The Pilgrim Nuclear Power Station in Plymouth was shut down early this morning because of a leak detected in one of four safety relief valve systems. The steam leak was slightly radioactive and contained inside the plant. It posed no threat to the public or to plant workers, according to a spokesman for the Nuclear Regulatory Commission.

The leak occurred in a small valve that triggers a larger safety valve to open to relieve pressure, according to Rob Williams, a spokesman for Entergy Nuclear, which owns the power station. There are four such safety valve systems that are used in the case of pressure buildup, to vent steam from the reactor to the “suppression pool,’’ a donut-shaped reservoir of water at the bottom of the reactor building.


Williams said that the problem was detected on Monday, and that the shutdown occurred at 1:30 a.m. on Tuesday. The problem was detected by temperature sensors. He said he could not speculate about how long it would take to repair the valve and power the plant back up, but that “in past instances such as this,’’ similar repairs have taken on the order of a day to fix.

An NRC inspector was at the site Monday to monitor the shutdown and will be present during repairs and when the plant restarts.
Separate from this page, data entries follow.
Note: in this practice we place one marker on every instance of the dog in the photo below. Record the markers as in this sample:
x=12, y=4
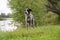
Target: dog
x=29, y=17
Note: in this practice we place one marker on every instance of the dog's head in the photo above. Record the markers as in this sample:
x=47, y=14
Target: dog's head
x=27, y=11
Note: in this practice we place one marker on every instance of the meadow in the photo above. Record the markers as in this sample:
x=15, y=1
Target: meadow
x=47, y=32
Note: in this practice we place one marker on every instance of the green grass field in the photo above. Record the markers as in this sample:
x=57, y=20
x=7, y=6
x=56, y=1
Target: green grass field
x=51, y=32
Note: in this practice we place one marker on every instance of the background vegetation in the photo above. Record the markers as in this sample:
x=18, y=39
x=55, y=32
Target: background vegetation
x=39, y=11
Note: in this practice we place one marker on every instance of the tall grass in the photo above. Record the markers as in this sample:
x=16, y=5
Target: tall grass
x=38, y=33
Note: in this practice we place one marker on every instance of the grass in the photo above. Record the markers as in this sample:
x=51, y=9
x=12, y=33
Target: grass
x=2, y=18
x=38, y=33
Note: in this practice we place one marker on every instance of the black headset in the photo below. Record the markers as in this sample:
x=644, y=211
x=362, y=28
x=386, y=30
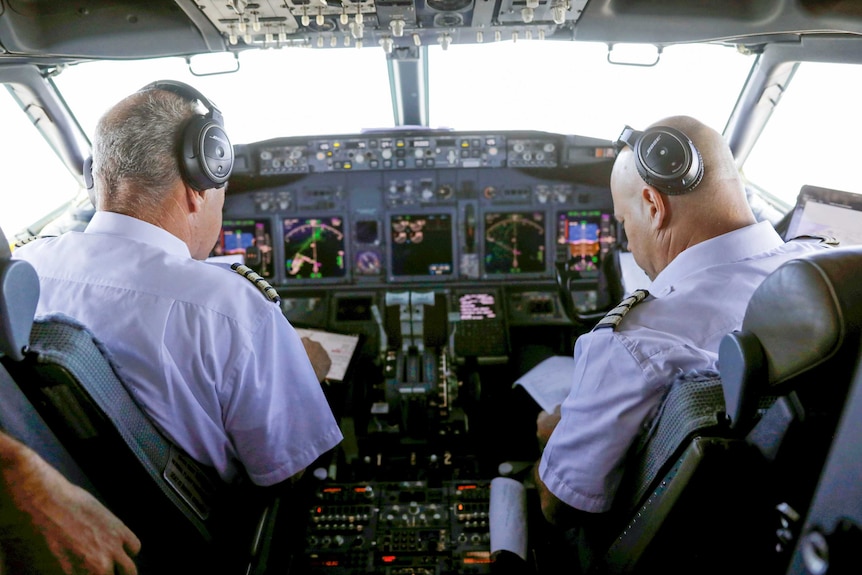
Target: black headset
x=665, y=158
x=205, y=152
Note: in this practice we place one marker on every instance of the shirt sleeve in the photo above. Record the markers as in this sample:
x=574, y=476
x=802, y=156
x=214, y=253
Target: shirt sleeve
x=277, y=416
x=603, y=413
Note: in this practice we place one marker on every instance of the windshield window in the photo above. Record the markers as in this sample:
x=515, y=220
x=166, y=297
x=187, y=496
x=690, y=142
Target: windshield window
x=571, y=88
x=808, y=139
x=566, y=87
x=35, y=180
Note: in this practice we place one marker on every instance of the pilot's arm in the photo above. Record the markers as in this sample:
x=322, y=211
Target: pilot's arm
x=555, y=511
x=320, y=360
x=53, y=526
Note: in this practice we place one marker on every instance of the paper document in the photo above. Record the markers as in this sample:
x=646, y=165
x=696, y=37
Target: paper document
x=508, y=516
x=339, y=346
x=549, y=382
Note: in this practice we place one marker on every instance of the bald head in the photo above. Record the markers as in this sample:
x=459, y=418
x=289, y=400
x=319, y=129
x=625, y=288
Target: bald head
x=659, y=226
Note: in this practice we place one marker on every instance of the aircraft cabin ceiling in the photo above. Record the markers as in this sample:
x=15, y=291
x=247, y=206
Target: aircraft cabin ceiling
x=152, y=28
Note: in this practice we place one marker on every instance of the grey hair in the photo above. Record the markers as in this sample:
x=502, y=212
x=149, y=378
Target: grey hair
x=136, y=150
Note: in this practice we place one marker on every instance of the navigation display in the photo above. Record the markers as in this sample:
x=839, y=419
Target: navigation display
x=314, y=248
x=587, y=236
x=421, y=245
x=514, y=242
x=250, y=240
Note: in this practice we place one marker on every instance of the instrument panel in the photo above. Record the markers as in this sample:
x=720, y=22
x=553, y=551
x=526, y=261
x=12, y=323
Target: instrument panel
x=426, y=207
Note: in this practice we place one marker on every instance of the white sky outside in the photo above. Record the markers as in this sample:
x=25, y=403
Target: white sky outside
x=565, y=87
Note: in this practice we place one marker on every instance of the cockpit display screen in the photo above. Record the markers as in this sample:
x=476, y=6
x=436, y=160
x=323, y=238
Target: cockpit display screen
x=314, y=248
x=421, y=245
x=514, y=242
x=587, y=236
x=250, y=240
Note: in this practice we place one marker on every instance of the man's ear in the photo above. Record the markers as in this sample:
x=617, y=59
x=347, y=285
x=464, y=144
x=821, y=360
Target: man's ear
x=194, y=199
x=657, y=206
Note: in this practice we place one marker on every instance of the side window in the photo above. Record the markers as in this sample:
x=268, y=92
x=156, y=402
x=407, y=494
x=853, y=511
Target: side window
x=34, y=181
x=810, y=138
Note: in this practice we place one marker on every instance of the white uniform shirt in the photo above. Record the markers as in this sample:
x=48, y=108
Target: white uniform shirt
x=214, y=363
x=622, y=375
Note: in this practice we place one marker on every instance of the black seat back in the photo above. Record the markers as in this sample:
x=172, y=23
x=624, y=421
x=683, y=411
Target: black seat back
x=187, y=519
x=733, y=476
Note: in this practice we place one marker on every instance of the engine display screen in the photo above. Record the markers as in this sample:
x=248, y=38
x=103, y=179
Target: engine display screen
x=250, y=240
x=514, y=242
x=587, y=235
x=477, y=306
x=421, y=245
x=314, y=248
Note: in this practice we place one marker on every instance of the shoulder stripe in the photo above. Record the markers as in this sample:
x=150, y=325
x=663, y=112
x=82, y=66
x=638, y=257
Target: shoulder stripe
x=613, y=318
x=255, y=278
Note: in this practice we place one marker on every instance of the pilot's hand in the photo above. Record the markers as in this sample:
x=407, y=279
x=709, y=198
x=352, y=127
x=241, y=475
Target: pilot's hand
x=54, y=527
x=320, y=360
x=545, y=424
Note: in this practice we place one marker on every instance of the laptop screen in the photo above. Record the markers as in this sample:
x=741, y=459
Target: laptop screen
x=825, y=212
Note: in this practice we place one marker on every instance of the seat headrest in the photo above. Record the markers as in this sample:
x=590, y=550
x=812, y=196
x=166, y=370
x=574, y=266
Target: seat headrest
x=19, y=294
x=806, y=311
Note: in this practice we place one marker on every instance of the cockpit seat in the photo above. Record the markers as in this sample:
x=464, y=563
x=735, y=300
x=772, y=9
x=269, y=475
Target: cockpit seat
x=725, y=476
x=188, y=520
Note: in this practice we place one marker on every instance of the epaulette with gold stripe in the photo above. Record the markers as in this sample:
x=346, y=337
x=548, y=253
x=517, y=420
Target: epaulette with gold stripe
x=613, y=318
x=255, y=278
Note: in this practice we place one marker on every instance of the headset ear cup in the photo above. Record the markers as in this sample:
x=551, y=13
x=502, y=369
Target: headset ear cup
x=207, y=154
x=668, y=160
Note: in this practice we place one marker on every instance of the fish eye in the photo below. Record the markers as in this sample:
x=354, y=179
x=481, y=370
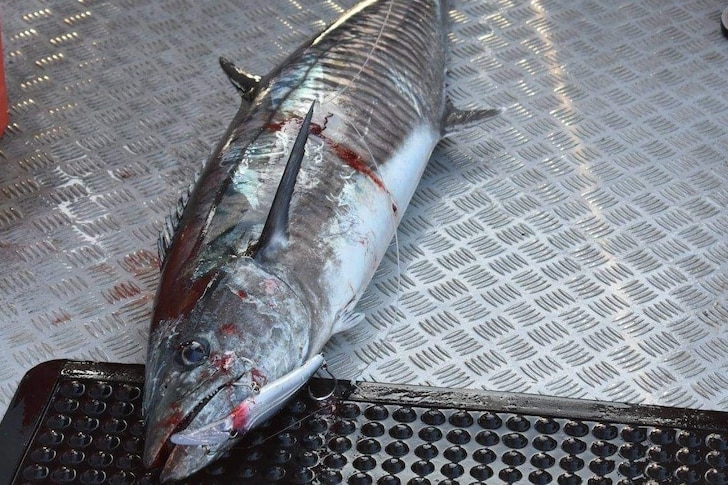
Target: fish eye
x=193, y=353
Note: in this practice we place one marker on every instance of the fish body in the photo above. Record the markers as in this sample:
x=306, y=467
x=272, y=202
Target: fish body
x=241, y=306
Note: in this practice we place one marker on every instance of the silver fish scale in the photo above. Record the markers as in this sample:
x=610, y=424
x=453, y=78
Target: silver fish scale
x=575, y=245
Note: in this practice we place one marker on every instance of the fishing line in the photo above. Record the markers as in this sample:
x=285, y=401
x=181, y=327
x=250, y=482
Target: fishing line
x=369, y=55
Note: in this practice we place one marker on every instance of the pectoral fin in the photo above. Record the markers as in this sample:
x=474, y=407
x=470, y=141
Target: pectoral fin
x=457, y=120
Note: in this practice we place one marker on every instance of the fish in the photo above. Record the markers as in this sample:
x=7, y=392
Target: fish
x=287, y=223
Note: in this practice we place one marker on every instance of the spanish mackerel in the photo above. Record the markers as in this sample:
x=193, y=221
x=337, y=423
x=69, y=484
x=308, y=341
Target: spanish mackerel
x=263, y=266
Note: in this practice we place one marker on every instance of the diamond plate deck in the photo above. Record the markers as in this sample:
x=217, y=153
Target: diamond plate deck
x=575, y=246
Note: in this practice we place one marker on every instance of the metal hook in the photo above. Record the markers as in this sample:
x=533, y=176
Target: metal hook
x=325, y=368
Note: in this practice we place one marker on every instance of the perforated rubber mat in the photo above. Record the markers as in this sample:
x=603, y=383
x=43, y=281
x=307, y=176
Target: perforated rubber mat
x=80, y=422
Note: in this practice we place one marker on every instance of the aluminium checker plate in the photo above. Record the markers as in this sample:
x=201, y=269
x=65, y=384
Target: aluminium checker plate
x=80, y=422
x=576, y=245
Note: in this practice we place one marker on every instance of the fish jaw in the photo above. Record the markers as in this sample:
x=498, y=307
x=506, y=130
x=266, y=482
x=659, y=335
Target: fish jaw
x=205, y=439
x=241, y=361
x=166, y=419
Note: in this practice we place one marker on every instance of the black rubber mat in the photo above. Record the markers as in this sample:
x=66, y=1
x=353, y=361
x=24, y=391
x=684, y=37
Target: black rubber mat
x=80, y=422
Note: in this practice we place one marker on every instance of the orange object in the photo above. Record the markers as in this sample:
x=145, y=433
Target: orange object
x=3, y=94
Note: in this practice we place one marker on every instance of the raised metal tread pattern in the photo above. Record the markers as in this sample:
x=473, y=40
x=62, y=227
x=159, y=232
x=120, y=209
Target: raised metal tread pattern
x=575, y=245
x=92, y=433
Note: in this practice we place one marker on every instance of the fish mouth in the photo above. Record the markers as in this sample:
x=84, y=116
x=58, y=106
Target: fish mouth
x=167, y=420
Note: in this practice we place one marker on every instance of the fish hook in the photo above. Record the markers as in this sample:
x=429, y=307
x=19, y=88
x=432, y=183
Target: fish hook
x=325, y=368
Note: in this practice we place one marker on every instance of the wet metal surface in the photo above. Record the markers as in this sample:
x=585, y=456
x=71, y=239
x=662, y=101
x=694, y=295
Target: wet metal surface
x=91, y=432
x=574, y=246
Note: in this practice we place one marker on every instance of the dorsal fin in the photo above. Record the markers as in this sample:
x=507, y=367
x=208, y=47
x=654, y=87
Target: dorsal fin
x=275, y=230
x=245, y=83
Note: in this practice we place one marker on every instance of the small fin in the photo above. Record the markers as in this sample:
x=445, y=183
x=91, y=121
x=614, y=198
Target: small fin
x=457, y=119
x=245, y=83
x=348, y=321
x=275, y=230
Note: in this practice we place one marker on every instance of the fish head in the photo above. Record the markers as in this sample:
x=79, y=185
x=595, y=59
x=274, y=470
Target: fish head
x=205, y=367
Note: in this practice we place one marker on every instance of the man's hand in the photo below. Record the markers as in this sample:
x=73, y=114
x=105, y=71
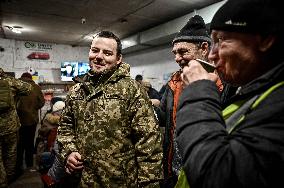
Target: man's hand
x=194, y=71
x=74, y=163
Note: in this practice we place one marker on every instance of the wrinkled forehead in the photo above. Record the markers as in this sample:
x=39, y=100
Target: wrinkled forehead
x=104, y=43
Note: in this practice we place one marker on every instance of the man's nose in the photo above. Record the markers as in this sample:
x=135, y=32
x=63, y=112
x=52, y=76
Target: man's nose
x=178, y=57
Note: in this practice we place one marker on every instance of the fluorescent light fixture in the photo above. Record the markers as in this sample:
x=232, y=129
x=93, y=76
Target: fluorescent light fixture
x=15, y=29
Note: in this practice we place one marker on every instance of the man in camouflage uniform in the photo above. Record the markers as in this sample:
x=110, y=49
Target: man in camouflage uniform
x=108, y=127
x=9, y=126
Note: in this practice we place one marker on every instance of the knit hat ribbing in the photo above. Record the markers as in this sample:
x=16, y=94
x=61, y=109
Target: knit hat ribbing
x=193, y=31
x=248, y=16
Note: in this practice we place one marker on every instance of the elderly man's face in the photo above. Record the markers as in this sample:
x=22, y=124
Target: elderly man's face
x=236, y=56
x=103, y=55
x=186, y=51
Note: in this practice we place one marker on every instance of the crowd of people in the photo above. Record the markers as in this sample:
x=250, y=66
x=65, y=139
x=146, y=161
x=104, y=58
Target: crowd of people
x=220, y=129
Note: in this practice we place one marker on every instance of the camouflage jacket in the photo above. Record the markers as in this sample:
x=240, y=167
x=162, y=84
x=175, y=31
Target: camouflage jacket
x=28, y=106
x=113, y=127
x=9, y=121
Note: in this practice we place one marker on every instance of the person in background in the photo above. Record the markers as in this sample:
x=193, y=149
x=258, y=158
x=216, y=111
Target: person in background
x=10, y=89
x=191, y=42
x=47, y=147
x=108, y=132
x=153, y=94
x=139, y=78
x=240, y=145
x=27, y=109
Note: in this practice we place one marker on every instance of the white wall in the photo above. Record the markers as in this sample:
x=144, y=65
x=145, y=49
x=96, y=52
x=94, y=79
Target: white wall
x=14, y=58
x=154, y=64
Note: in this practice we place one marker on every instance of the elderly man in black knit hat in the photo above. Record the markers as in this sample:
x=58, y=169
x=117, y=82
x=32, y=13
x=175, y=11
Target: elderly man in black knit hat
x=191, y=42
x=241, y=145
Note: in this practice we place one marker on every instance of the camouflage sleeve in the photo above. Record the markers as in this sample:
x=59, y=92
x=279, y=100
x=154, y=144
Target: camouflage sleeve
x=66, y=131
x=148, y=142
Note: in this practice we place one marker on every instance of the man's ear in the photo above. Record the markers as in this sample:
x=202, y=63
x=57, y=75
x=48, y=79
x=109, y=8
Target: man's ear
x=204, y=49
x=266, y=43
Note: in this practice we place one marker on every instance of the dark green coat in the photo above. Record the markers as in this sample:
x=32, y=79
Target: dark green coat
x=9, y=121
x=113, y=126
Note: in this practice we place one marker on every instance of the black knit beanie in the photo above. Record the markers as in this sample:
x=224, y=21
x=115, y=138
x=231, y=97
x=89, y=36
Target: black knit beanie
x=193, y=31
x=249, y=16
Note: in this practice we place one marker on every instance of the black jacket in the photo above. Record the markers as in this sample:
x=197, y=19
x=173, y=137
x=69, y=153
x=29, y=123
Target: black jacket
x=252, y=155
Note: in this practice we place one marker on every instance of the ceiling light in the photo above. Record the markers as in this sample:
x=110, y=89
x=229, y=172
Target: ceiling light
x=15, y=29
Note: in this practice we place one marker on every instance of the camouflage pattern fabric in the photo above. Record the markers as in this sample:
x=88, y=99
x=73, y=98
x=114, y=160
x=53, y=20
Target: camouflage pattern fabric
x=9, y=126
x=9, y=121
x=113, y=127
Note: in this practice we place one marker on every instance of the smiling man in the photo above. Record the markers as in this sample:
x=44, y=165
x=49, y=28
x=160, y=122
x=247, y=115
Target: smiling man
x=108, y=132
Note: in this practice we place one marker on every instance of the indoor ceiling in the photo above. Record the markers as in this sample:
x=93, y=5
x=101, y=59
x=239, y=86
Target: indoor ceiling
x=73, y=22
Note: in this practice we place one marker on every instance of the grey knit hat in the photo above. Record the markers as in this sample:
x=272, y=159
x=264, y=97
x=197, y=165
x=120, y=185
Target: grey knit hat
x=194, y=31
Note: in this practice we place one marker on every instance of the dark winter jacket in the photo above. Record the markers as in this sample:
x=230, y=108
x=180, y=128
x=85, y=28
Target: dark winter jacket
x=9, y=121
x=28, y=106
x=252, y=155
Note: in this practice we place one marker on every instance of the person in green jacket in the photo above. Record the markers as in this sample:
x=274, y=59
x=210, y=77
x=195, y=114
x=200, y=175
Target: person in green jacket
x=108, y=134
x=9, y=127
x=28, y=110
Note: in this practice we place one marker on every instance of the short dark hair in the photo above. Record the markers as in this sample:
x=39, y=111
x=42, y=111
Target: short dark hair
x=111, y=35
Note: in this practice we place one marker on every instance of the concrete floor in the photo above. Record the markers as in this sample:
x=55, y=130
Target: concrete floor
x=29, y=179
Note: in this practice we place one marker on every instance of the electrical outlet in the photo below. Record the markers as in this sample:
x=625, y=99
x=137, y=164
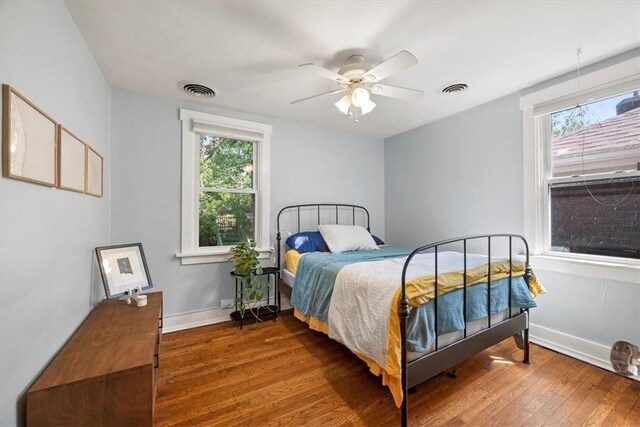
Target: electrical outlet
x=227, y=303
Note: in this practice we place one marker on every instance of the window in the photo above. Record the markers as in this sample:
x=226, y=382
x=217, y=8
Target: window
x=225, y=186
x=582, y=173
x=593, y=183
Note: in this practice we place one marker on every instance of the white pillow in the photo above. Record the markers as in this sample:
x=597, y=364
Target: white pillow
x=344, y=238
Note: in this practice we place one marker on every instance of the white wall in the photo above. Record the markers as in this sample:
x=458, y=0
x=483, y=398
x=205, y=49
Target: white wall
x=48, y=235
x=308, y=165
x=463, y=175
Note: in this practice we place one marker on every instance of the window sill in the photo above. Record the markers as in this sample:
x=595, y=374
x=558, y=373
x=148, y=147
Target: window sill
x=190, y=258
x=621, y=270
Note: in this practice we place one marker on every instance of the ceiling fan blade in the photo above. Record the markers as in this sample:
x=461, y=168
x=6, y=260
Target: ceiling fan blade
x=320, y=95
x=323, y=72
x=396, y=92
x=397, y=62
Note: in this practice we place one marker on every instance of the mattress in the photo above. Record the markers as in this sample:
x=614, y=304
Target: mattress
x=443, y=340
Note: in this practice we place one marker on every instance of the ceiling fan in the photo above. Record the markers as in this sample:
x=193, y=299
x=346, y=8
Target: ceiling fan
x=359, y=80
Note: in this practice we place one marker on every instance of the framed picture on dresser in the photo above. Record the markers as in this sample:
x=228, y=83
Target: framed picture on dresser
x=123, y=268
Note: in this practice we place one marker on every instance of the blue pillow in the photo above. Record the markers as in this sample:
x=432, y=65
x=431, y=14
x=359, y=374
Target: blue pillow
x=307, y=241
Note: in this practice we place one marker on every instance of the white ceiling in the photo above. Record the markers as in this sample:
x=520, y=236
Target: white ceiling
x=249, y=51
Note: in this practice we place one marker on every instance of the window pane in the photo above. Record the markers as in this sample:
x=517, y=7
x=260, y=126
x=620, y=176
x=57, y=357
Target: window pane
x=602, y=136
x=226, y=218
x=600, y=218
x=225, y=163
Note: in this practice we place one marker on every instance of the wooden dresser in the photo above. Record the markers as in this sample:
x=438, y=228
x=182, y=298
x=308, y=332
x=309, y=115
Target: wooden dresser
x=106, y=373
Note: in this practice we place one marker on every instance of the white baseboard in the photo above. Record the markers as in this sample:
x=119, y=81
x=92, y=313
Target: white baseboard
x=578, y=348
x=196, y=319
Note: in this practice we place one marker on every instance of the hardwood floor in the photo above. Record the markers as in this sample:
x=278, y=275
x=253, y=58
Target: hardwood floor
x=285, y=374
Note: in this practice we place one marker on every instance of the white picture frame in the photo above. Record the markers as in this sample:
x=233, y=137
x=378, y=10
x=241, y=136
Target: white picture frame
x=123, y=268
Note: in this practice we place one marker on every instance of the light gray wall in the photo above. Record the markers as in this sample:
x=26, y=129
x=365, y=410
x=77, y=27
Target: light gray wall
x=463, y=175
x=307, y=165
x=48, y=235
x=456, y=176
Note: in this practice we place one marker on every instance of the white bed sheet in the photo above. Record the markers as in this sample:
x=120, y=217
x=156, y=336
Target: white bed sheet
x=443, y=340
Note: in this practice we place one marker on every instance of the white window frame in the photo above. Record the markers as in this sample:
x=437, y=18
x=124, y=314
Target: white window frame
x=536, y=107
x=195, y=123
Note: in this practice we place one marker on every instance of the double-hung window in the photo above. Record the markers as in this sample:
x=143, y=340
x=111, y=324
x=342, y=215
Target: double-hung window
x=225, y=186
x=582, y=171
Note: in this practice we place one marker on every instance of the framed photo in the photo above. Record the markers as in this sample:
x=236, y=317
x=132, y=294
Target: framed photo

Neil Sheehan, NRC spokesman, said that such controlled shutdowns do happen from time to time, and that at this juncture, Pilgrim has not triggered the need for oversight or safety concerns for the issue — there would need to be more than six such shutdowns over 7,000 hours of plant operation. Through the end of the third quarter of this year, the plant had zero such events, but in mid-November, the station was shut down because of a problem with a different type of valve. According to federal data from last year, the average number of such non-emergency shutdowns at nuclear plants was less than one per 7,000 hours of plant operation.


Last spring, safety issues and an emergency shutdown at Pilgrim occurred. In November, the NRC officially required a yearlong review of safety procedures because of the problems, which occurred as control room operators as were restarting the reactor after it had been refueled.

Sheehan said that the new problem was not discovered because of that safety review, which has yet to begin.

“This type of work is not uncommon in steam-generating plants,’’ Williams, the Entergy spokesman said. “It’s an instance where the detected leakage means that the safety valve system needs work so it can’t be done online — so come offline, make the repairs,’’ and then power it up again.